On the face of it, it is a story more reminiscent of a bitter Armando Iannucci satire than a real life election: the barmy hirsute socialist boosted onto the ballot by the naivety of colleagues; the baby-faced fanboy squealing in the wings; the 'Blairite Taliban' mudslinging faux pas; and of course the titular hashtag of this piece. Yet this is what the Labour leadership contest has descended into: a farcical interpretation of 'democracy.'

Let's start with the bickering and convenient leak-and-deny statements. This is what you get when your party is in disarray and has such a gaping leadership vacuum - the knives come out and all semblance of unity dissipates. It's also what you get when you have three middling candidates operating within the same small patch of the political spectrum, scrabbling and scrambling to get a leg up on the opposition. Labour have brought this ridiculous situation on themselves, and of course this is without mention of the wondrous comedy of errors that is the Jeremy Corbyn factor.
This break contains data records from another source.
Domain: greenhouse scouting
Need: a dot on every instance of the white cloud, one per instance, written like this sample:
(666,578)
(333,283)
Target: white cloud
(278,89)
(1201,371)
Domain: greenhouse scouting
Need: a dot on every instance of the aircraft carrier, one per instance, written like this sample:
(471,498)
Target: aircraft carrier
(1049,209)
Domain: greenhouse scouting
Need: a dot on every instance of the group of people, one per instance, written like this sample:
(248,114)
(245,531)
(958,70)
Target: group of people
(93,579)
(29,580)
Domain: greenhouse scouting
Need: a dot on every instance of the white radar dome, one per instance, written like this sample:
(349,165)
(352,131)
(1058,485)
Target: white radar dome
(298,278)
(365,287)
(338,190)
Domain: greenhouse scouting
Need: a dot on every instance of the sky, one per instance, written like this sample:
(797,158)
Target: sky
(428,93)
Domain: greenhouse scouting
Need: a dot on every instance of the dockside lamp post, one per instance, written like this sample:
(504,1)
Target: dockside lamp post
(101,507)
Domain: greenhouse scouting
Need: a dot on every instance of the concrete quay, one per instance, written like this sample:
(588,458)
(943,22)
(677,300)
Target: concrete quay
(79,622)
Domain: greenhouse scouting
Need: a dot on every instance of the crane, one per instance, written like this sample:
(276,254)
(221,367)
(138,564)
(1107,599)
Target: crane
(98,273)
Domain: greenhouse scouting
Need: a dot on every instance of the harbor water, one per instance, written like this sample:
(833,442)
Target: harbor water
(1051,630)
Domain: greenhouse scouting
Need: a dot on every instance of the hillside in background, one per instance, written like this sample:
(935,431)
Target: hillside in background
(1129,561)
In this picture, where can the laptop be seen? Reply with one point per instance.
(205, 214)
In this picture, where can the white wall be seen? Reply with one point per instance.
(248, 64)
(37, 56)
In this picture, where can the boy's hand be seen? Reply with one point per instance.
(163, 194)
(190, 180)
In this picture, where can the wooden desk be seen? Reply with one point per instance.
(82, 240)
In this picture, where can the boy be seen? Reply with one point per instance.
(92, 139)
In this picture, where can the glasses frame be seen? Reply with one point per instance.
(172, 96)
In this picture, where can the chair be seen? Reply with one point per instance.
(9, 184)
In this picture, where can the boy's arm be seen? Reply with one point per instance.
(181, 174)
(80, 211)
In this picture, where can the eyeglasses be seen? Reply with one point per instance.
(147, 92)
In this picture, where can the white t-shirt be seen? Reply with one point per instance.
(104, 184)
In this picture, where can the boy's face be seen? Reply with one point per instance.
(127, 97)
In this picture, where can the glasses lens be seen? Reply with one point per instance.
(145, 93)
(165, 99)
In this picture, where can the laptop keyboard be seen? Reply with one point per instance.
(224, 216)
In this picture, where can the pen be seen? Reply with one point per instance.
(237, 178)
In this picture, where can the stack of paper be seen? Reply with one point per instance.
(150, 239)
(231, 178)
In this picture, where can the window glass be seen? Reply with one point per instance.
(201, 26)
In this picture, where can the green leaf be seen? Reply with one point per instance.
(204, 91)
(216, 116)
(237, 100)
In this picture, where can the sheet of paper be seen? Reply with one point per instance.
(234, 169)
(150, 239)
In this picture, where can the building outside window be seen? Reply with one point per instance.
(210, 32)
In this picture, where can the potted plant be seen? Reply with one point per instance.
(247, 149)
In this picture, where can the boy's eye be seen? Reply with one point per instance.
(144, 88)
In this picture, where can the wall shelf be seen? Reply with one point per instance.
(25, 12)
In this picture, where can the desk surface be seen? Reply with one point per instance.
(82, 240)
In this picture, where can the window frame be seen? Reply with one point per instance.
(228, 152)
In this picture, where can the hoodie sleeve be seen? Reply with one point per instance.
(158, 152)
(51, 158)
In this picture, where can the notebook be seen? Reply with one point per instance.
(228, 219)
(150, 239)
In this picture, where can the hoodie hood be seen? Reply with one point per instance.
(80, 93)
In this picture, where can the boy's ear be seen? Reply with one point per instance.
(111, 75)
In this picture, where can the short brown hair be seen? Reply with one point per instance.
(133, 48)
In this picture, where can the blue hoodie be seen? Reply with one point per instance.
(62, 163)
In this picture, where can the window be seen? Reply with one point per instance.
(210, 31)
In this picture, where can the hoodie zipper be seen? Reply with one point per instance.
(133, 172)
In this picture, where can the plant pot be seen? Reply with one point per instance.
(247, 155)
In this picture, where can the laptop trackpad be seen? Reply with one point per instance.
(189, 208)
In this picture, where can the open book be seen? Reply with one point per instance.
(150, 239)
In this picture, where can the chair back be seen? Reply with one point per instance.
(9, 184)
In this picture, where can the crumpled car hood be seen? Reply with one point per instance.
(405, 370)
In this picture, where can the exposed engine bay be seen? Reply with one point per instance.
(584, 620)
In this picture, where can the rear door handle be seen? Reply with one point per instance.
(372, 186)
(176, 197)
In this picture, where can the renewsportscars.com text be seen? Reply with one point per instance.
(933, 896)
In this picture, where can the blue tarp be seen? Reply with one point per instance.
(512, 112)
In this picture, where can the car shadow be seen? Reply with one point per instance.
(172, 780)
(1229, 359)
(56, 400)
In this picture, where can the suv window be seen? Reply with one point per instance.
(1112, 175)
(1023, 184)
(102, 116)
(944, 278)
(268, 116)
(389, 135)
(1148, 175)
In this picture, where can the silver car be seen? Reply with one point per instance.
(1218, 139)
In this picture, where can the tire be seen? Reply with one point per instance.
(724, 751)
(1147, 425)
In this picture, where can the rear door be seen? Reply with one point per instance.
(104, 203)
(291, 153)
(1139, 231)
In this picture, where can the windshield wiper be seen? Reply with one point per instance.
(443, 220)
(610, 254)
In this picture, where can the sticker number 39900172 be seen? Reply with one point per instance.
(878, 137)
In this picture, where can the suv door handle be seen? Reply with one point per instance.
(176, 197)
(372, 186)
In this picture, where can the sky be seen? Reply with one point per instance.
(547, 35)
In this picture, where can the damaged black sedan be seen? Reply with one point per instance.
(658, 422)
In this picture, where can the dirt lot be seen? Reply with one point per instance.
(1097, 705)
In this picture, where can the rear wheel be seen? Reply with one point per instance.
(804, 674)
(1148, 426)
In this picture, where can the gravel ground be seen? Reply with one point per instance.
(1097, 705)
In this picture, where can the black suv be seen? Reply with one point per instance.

Despite the likes of Corbyn superfan Owen Jones yammering on about how Labour should push hard left - and laughably comparing the Tory view of Jezza to Labour's thoughts on Thatcher prior to her winning the Conservative leadership - he is a disaster for the party. What began as a small, ill-informed, but ultimately good-natured charitable inclusion on the ballot to ensure that all parts of the party felt their views are represented (thousands of column inches have already been devoted on what a silly premise that is, by both parties) has snowballed into a more grave issue for them. With Burnham, Cooper and Kendall knocking lumps out of each other without shining themselves, Corbyn and his wacky socialist rhetoric have stolen a march on the other three - just look at the reaction he received in the BBC-televised hustings on Wednesday evening (admittedly in front of an unusually partisan far left audience).

Even the Tories - amid derisive chortling - realise how bad this could be for the left, hence the #ToriesForCorbyn campaign suggesting that concerned right-wingers might want to consider investing the lofty sum of three English pounds for the rights to have their vote count in the Labour election. Of course, Labour are now desperately back-peddling and trying to change their brand new election rules on the fly: cue more mirth. If the BBC didn't have their own problems with spending right now, there's no doubt they'd be on the phone bidding for the rights - although audiences just might find the story too unbelievable.